A drop in oil prices to $60 is often seen as the sweet spot for the economy and the stock market. But there are conditions that can break that logic:

1. Signs of recession: If oil falls sharply below $40 per barrel, it may signal collapsing global demand caused by an economic crisis. In that environment, almost all stocks can fall even if operating costs are cheaper.

2. Rupiah weakness: If the oil price decline comes alongside a stronger US dollar that pushes the exchange rate past Rp17,000, imported raw material costs may still feel expensive and wipe out the benefit.

3. Fundamental problems: Stocks such as GIAA may benefit from lower fuel costs, but if debt burdens remain heavy, the extra profit can be absorbed by obligations and risk stays high.

Conclusion

Do not view lower oil prices only as bad news. At the $60 to $75 per barrel range, this can create new investment opportunities. For investors who do not hold energy stocks, monitoring and building positions in the names above could be a way to keep profiting while the commodity is correcting.

Disclaimer: This article is an informational analysis and is not a recommendation to buy or sell stocks. Investment decisions remain the responsibility of each market participant.

Frequently Asked Questions

Q: Why doesn’t PGAS lose money when oil prices fall?

A: Because gas purchase costs fall faster than the decline in selling prices, so the profit spread widens.

Q: Will GIAA definitely profit if jet fuel gets cheaper?
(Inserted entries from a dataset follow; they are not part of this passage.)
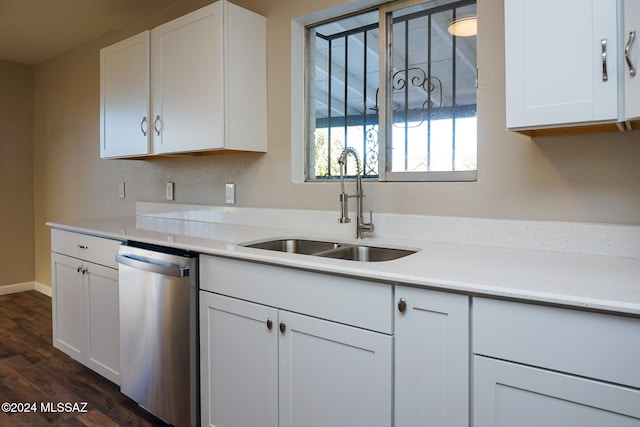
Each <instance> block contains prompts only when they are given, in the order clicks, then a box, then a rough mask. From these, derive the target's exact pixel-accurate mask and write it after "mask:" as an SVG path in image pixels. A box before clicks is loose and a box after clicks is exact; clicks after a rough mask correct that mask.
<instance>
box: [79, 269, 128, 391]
mask: <svg viewBox="0 0 640 427" xmlns="http://www.w3.org/2000/svg"><path fill="white" fill-rule="evenodd" d="M83 276H84V280H85V289H86V296H85V298H86V302H85V306H86V307H88V308H89V309H88V310H87V318H88V319H87V320H88V322H87V324H86V332H85V333H86V343H87V360H86V365H87V366H88V367H90V368H91V369H93V370H94V371H96V372H97V373H99V374H100V375H102V376H103V377H105V378H108V379H109V380H111V381H113V382H114V383H116V384H120V310H119V305H120V303H119V299H118V270H116V269H114V268H108V267H103V266H101V265H98V264H92V263H85V273H84V274H83Z"/></svg>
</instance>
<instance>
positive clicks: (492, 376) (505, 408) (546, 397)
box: [474, 356, 640, 427]
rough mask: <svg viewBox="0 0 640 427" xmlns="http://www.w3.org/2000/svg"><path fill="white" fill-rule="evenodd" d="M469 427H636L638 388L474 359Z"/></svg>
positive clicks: (488, 359)
mask: <svg viewBox="0 0 640 427" xmlns="http://www.w3.org/2000/svg"><path fill="white" fill-rule="evenodd" d="M474 368H475V373H474V378H475V383H474V426H475V427H494V426H495V427H497V426H500V427H511V426H518V427H540V426H545V427H567V426H580V427H602V426H607V427H631V426H634V427H638V426H640V390H636V389H631V388H626V387H621V386H616V385H613V384H609V383H603V382H598V381H593V380H589V379H585V378H581V377H575V376H571V375H566V374H561V373H557V372H553V371H547V370H543V369H538V368H532V367H529V366H524V365H518V364H515V363H510V362H504V361H501V360H497V359H491V358H486V357H482V356H475V357H474Z"/></svg>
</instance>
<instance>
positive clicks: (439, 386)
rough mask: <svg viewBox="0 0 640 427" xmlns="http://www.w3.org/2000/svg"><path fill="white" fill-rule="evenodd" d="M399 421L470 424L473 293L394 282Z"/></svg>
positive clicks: (433, 423)
mask: <svg viewBox="0 0 640 427" xmlns="http://www.w3.org/2000/svg"><path fill="white" fill-rule="evenodd" d="M396 300H397V307H396V316H395V335H394V336H395V411H394V413H395V426H396V427H405V426H440V427H447V426H450V427H454V426H467V425H469V364H470V361H469V354H470V353H469V297H468V296H466V295H457V294H449V293H446V292H436V291H431V290H426V289H417V288H409V287H404V286H396Z"/></svg>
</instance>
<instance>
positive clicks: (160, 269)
mask: <svg viewBox="0 0 640 427" xmlns="http://www.w3.org/2000/svg"><path fill="white" fill-rule="evenodd" d="M116 261H117V262H118V263H120V264H123V265H127V266H129V267H132V268H135V269H137V270H142V271H149V272H152V273H158V274H162V275H163V276H172V277H188V276H189V266H188V265H178V264H167V263H163V262H156V261H154V260H152V259H149V258H140V257H132V256H129V255H126V254H117V255H116Z"/></svg>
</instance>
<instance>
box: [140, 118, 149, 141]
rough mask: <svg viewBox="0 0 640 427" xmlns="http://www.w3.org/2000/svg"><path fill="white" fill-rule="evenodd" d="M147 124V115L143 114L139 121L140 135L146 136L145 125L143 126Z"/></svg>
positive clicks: (146, 126) (146, 135)
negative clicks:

A: It can significantly reduce losses and improve the chances of profit, as long as passenger load factors remain healthy.

Q: When does this stop being favorable?

A: If oil falls too far below $40, signaling a recession, or if the rupiah weakens sharply.

Q: Are the stocks above safe to buy now?

A: Always check the latest debt levels and financial statements of each issuer to make sure the fundamentals are stable.